Sudan Transitional Agreement
He revealed that his delegation would hold a series of meetings with the relevant committees in order to harmonize the text of the peace agreement and the constitutional document. Jean-Pierre Lacroix, Assistant Secretary General for Peace Operations, said the peace agreements are an important step “that means hope for a more peaceful and prosperous future.” However, he noted that important players – including Abdul Wahid`s Sudan Liberation Army – have not yet joined the process and that the patchwork of negotiated documents still needs to be integrated into a single vision of the future. Recent clashes and protests in Darfur raise concerns about decisions to be taken in the capital, he said, calling for renewed efforts to involve all parties. This is not the first peace agreement signed by armed groups. Previous pre-transition agreements have not ended civil wars in Sudan. This is mainly due to the fact that not all armed groups have signed the agreements and that their provisions have not been fully implemented. Arman welcomed the international and regional support for the agreement and stressed that the Arab League had signed the agreement as a guarantor of membership of the African Union, the United Nations, the European Union and the troika countries. Democratic elections to determine leadership after the 39-month transition period were mentioned in the first oral agreement and were briefly mentioned in the written agreement.  Section 19 of the draft constitutional declaration prohibits “the President and members of the Sovereignty Council and ministerial ministers, provincial governors or regional leaders” from working “in public elections” following the 39-month transition period.

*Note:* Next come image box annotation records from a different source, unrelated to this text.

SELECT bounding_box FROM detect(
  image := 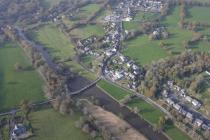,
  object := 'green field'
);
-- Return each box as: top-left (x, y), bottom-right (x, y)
top-left (127, 99), bottom-right (164, 125)
top-left (123, 6), bottom-right (210, 65)
top-left (77, 4), bottom-right (100, 20)
top-left (71, 24), bottom-right (105, 39)
top-left (98, 80), bottom-right (131, 101)
top-left (0, 43), bottom-right (44, 111)
top-left (41, 0), bottom-right (62, 8)
top-left (127, 99), bottom-right (190, 140)
top-left (30, 24), bottom-right (96, 80)
top-left (30, 109), bottom-right (97, 140)
top-left (123, 35), bottom-right (169, 65)
top-left (123, 11), bottom-right (159, 31)
top-left (186, 6), bottom-right (210, 24)
top-left (123, 21), bottom-right (141, 31)
top-left (164, 125), bottom-right (191, 140)
top-left (34, 24), bottom-right (75, 59)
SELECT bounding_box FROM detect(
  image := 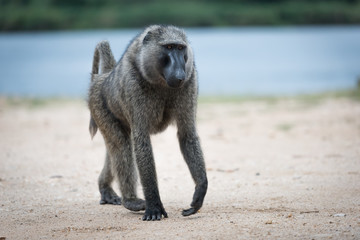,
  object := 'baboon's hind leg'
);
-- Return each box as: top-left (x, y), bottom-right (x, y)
top-left (99, 153), bottom-right (121, 205)
top-left (106, 122), bottom-right (145, 211)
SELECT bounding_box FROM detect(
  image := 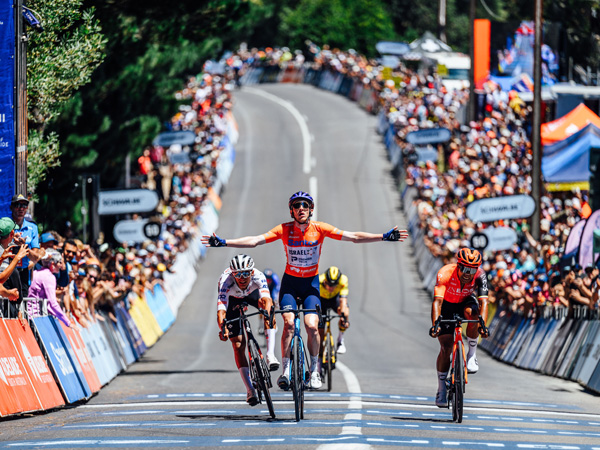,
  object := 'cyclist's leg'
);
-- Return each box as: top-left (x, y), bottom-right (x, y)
top-left (319, 297), bottom-right (335, 361)
top-left (263, 291), bottom-right (279, 364)
top-left (225, 297), bottom-right (257, 404)
top-left (302, 275), bottom-right (322, 360)
top-left (462, 295), bottom-right (479, 340)
top-left (462, 296), bottom-right (479, 373)
top-left (435, 301), bottom-right (461, 408)
top-left (277, 274), bottom-right (298, 389)
top-left (336, 295), bottom-right (350, 354)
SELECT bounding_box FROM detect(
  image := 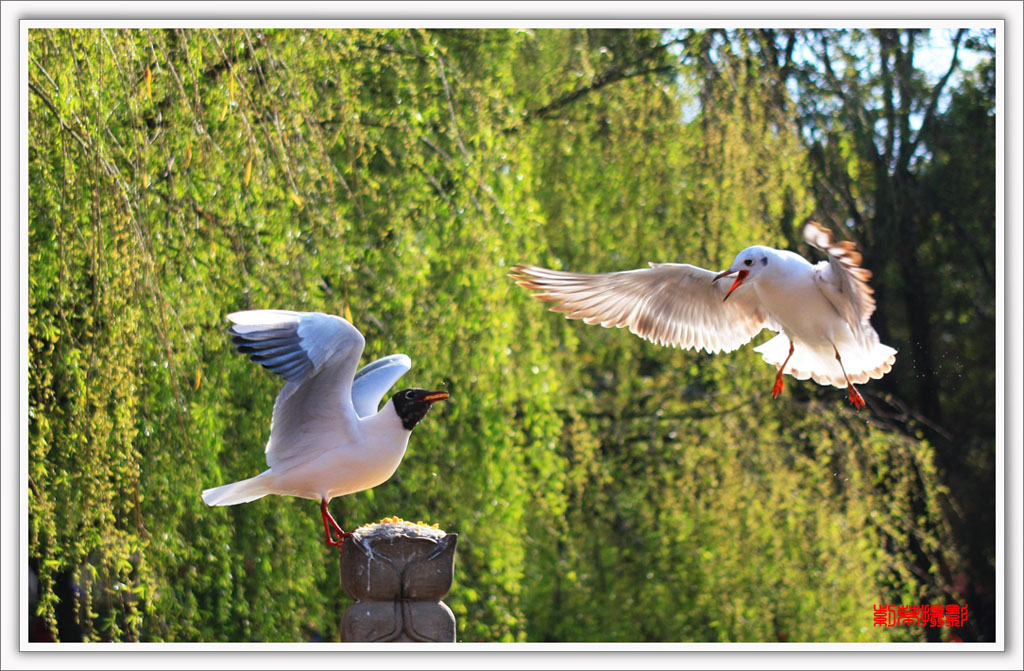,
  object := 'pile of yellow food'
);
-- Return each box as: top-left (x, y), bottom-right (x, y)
top-left (352, 517), bottom-right (445, 538)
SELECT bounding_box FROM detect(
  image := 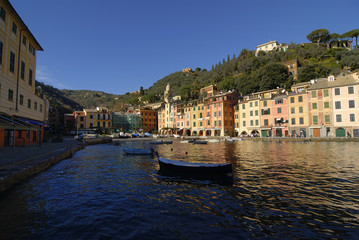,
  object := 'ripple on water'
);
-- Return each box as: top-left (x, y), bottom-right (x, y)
top-left (0, 141), bottom-right (359, 239)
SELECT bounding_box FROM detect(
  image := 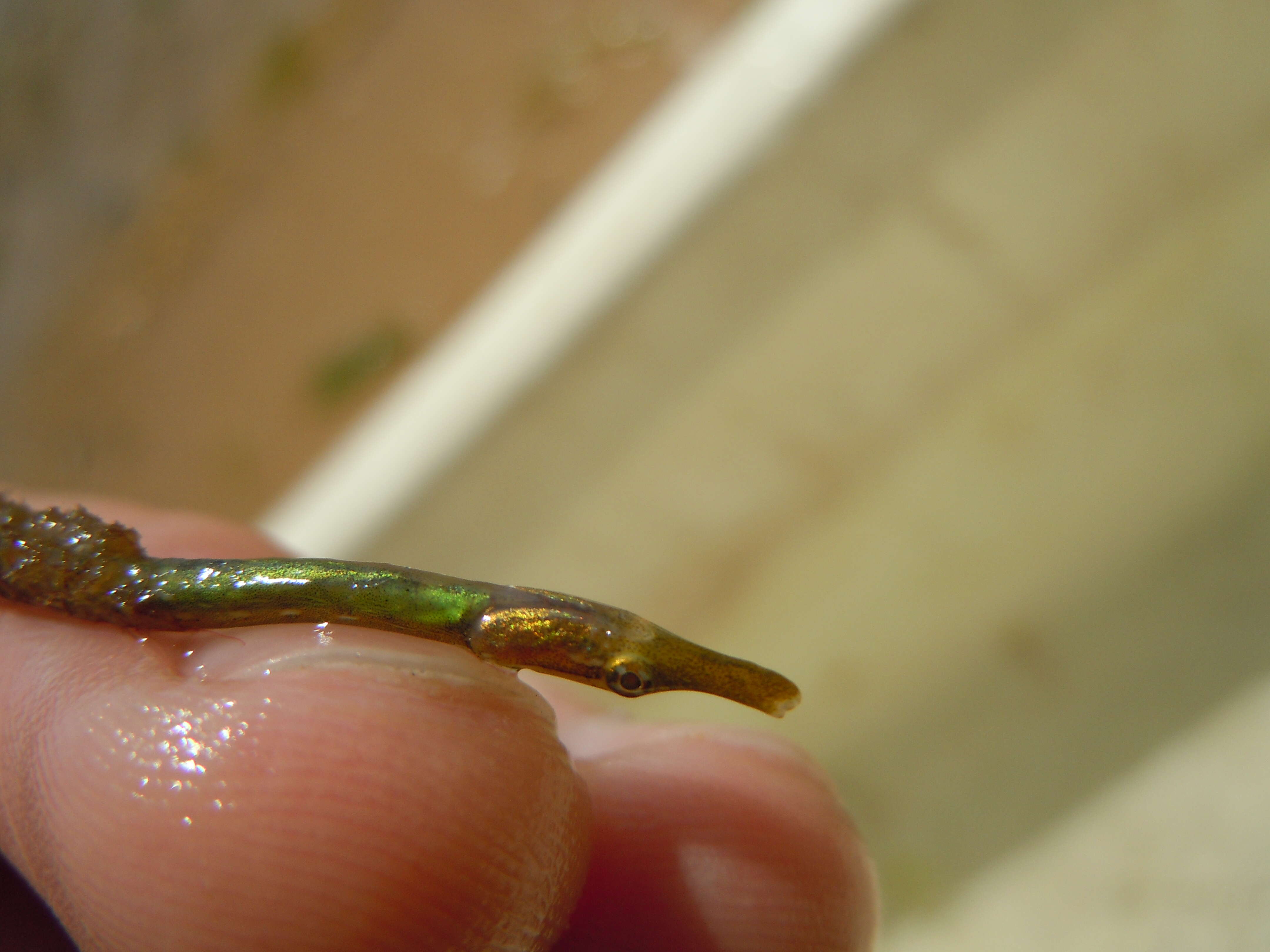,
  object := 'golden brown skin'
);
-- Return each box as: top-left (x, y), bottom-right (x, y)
top-left (0, 495), bottom-right (800, 717)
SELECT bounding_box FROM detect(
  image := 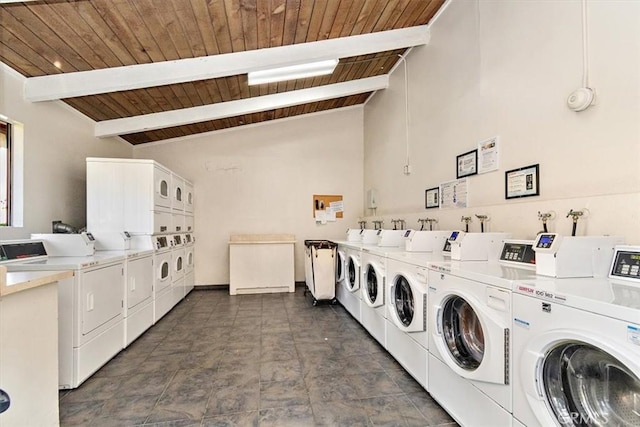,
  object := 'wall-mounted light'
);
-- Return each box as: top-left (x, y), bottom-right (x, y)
top-left (248, 59), bottom-right (339, 86)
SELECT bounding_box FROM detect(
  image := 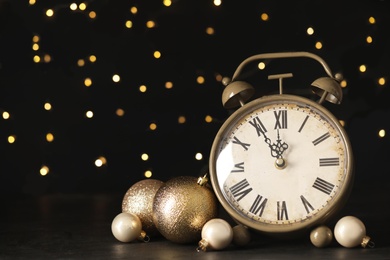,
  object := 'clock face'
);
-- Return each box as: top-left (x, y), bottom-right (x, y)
top-left (210, 95), bottom-right (352, 232)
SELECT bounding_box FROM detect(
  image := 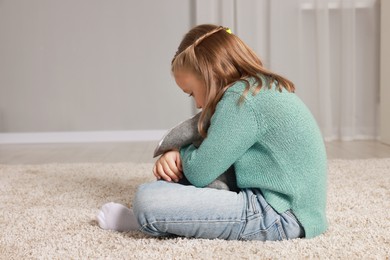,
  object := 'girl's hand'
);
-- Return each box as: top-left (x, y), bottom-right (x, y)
top-left (153, 151), bottom-right (183, 182)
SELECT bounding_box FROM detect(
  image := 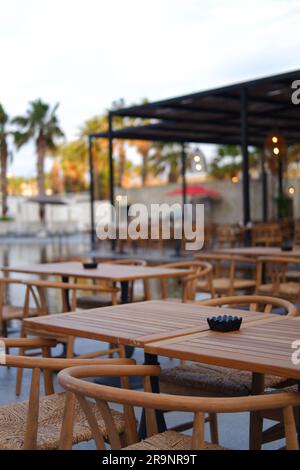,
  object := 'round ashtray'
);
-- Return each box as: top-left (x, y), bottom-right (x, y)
top-left (207, 315), bottom-right (243, 333)
top-left (82, 261), bottom-right (98, 269)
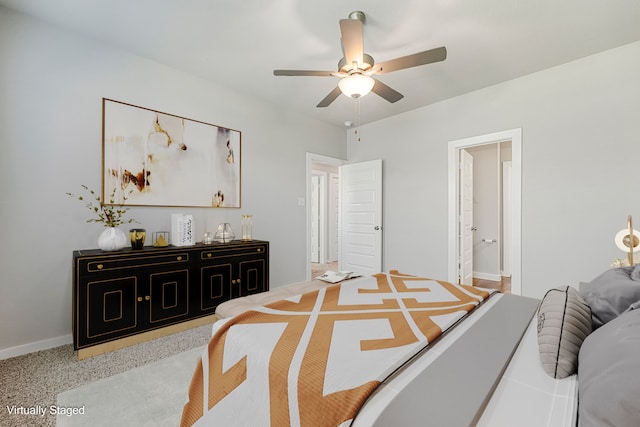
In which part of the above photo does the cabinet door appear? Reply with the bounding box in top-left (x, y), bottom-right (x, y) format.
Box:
top-left (238, 258), bottom-right (269, 298)
top-left (144, 270), bottom-right (189, 326)
top-left (197, 263), bottom-right (233, 313)
top-left (85, 276), bottom-right (138, 342)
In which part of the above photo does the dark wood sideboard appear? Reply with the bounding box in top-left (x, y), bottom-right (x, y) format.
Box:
top-left (72, 240), bottom-right (269, 359)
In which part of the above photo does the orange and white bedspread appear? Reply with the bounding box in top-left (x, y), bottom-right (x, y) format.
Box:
top-left (181, 271), bottom-right (489, 427)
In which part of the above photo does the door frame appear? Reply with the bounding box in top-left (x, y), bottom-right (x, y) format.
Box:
top-left (448, 128), bottom-right (522, 295)
top-left (299, 153), bottom-right (347, 281)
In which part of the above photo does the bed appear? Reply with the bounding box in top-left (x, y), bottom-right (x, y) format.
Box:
top-left (182, 271), bottom-right (640, 427)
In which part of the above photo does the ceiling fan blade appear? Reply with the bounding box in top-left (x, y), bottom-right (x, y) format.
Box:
top-left (340, 19), bottom-right (364, 68)
top-left (376, 47), bottom-right (447, 74)
top-left (316, 86), bottom-right (342, 108)
top-left (273, 70), bottom-right (335, 77)
top-left (371, 79), bottom-right (404, 104)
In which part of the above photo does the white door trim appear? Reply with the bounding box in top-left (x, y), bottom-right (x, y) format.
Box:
top-left (304, 153), bottom-right (347, 281)
top-left (447, 128), bottom-right (522, 295)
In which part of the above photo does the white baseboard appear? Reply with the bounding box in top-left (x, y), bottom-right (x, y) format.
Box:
top-left (0, 334), bottom-right (73, 360)
top-left (473, 271), bottom-right (502, 282)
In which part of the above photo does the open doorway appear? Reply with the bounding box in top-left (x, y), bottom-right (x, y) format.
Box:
top-left (306, 153), bottom-right (345, 280)
top-left (449, 129), bottom-right (522, 295)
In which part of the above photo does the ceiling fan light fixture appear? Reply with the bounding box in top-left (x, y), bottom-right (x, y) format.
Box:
top-left (338, 73), bottom-right (375, 98)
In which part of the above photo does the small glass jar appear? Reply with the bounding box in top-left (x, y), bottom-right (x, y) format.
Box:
top-left (242, 214), bottom-right (253, 241)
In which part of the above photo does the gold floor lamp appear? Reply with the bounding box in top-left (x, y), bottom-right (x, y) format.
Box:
top-left (615, 215), bottom-right (640, 265)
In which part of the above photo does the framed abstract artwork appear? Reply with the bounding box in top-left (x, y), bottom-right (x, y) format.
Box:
top-left (102, 98), bottom-right (242, 208)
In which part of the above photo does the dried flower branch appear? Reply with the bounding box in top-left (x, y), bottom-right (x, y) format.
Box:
top-left (66, 185), bottom-right (138, 227)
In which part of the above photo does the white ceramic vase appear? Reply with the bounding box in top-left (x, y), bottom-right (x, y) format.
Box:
top-left (98, 227), bottom-right (127, 251)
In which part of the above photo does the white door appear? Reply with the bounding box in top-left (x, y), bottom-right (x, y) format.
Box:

 Article 38.c) iv) of the declaration stipulates that the President and members of the Electoral Commission are appointed by the Sovereignty Council in consultation with the cabinet.  While the United Nations has given a mandate to the new Integrated Transition Mission in Sudan (UNITAMS) to support the implementation of the peace agreement, the AU has not yet given a mandate for the peace process. This is despite the fact that the parties to the negotiations have asked the AU to “give a new mandate for the peace negotiations in Sudan”. Although COVID-19 continues to affect UNAMID operations and the movement, he said the mission is focused on providing critical life-saving assistance and is working with the authorities to combat the virus and mitigate its effects. He expressed concern about the temporary clashes between government forces and the Sudan Liberation Army Abdul Wahid, as well as fighting within the various Sudanese factions, allegedly because of differences of opinion on whether the group should participate in peace agreement negotiations. UNAMID is committed to protecting the civilian population amid a significant increase in inter-communal violence, but its capacity remains limited in some parts of the country, he said. A joint working group of the African Union and the United Nations is developing options to be submitted to the Council to address the needs and challenges of civil protection after the current mandate of UNAMID expires, he added. She recalled that the government recently declared a state of economic emergency following a depreciation of the Sudanese pound. The announcement followed months of rising inflation, rising exchange rates and a shortage of basic foodstuffs. Meanwhile, economic frustration continues to grow, as evidenced by the upsurge in protests across the country, she said. Despite these challenges, the transitional government has advanced important reforms, including the abolition of fuel subsidies, as part of an agreement with the International Monetary Fund (IMF) to reconcile the debt. She called on the partners to respect their commitments and address any obstacles to Sudan`s full integration into the international economic community and welcomed recent progress in removing the country from the list of U.S.-managed government sponsorships of terrorism.